1. A computer-implemented method for correction of digital maps for vehicle navigation, the method comprising the following steps:

creating, using sensor data from vehicles acquired using an acquisition unit, an initial digital map by combining the sensor data with existing map data;

iteratively training a machine AI model based on the initial digital map and the sensor data;

applying the trained AI model to identify deviations between the initial digital map and actual conditions of an environment of at least one vehicle;

suggesting a correction of the identified deviations in the initial digital map based on results of the machine AI model, and displaying the suggestion for review by a human user and/or the trained AI model; and

carrying out the correction of the initial digital map by a manual check by the user, and/or automatically using the AI model.

2. The method according to claim 1, wherein the sensor data are collected continuously and in real time from a fleet of vehicles and processed.

3. The method according to claim 1, wherein the machine AI model includes a neural network that is trained specifically to detect road features.

4. The method according to claim 3, wherein the road features include lane markings.

5. The method according to claim 1, wherein the machine AI model is continuously updated to learn from new sensor data and improve accuracy of the correction.

6. The method according to claim 1, wherein the digital map includes a landmark layer and/or an infrastructure feature layer which includes infrastructure objects and/or a planning layer, which are verified and corrected independently of one another using separately trained AI models.

7. The method according to claim 6, wherein the landmark layer includes lane markings and traffic signs, and the planning layer includes lane topologies.

8. The method according to claim 1, wherein the correction of the initial digital map is based on a comparison between a current 3D environment map and the initial digital map.

9. The method according to claim 1, wherein the machine AI model is used to identify error classes and to generate specific correction suggestions for each class.

10. The method according to claim 1, wherein the correction in the initial digital map is automatically transmitted to a central database and made available for further analyses and correction.

11. The method according to claim 1, wherein the correction of the initial digital map is supported by comparing real-time data with existing historical data from a plurality of sources.

12. The method according to claim 1, wherein an iterative feedback mechanism is implemented, which evaluates the correction suggestion of the machine AI model and retrains the machine AI model when necessary.

13. The method according to claim 1, wherein the machine AI model combines different types of sensor data to make possible comprehensive correction of the digital map, the different types of sensor data including lidar data and radar and satellite and camera and GPS data.

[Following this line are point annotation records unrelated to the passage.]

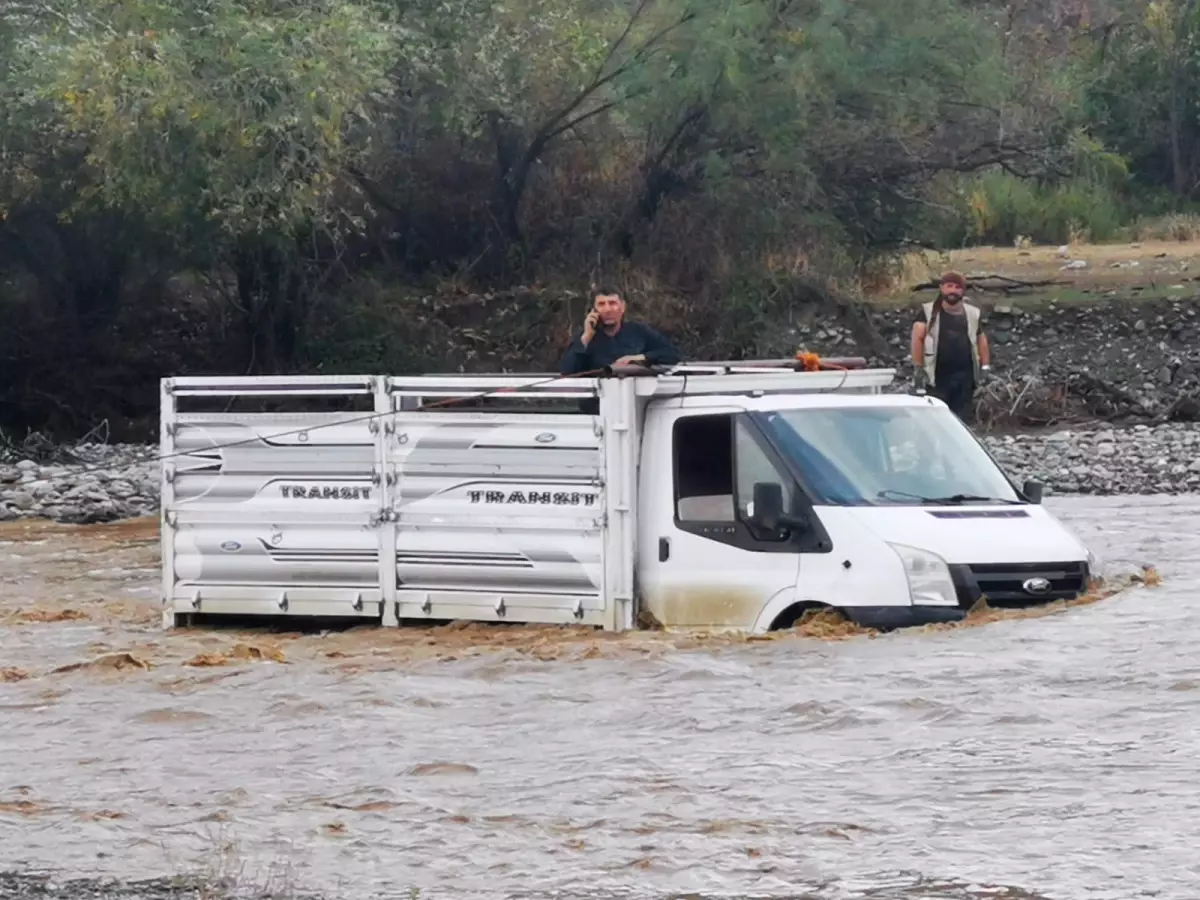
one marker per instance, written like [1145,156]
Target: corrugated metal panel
[493,507]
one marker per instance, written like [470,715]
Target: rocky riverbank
[1096,397]
[105,484]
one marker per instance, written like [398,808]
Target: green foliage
[239,114]
[1002,208]
[310,161]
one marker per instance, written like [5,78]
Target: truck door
[700,561]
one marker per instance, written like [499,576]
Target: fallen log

14. The method according to claim 1, wherein the initial digital map is made available during the correction of the initial digital map to autonomous vehicles, which adjust their navigation and/or control based on a verified map.

15. The method according to claim 1, wherein the correction to the initial digital map is optimized based on individual driving patterns and driving habits of the vehicles in the fleet.

16. The method according to claim 1, wherein the correction of the initial digital map is iteratively repeated until a prespecified accuracy of at most 0.01% deviation from the initial digital map is achieved.

17. A system for iterative correction of digital maps for vehicle navigation, comprising:

a processing and training unit configured to create and continuously update a machine AI model;

a correction unit configured to apply the machine AI model to a digital map to identify and correct deviations; and

a storage unit configured to centrally store verified and digital maps.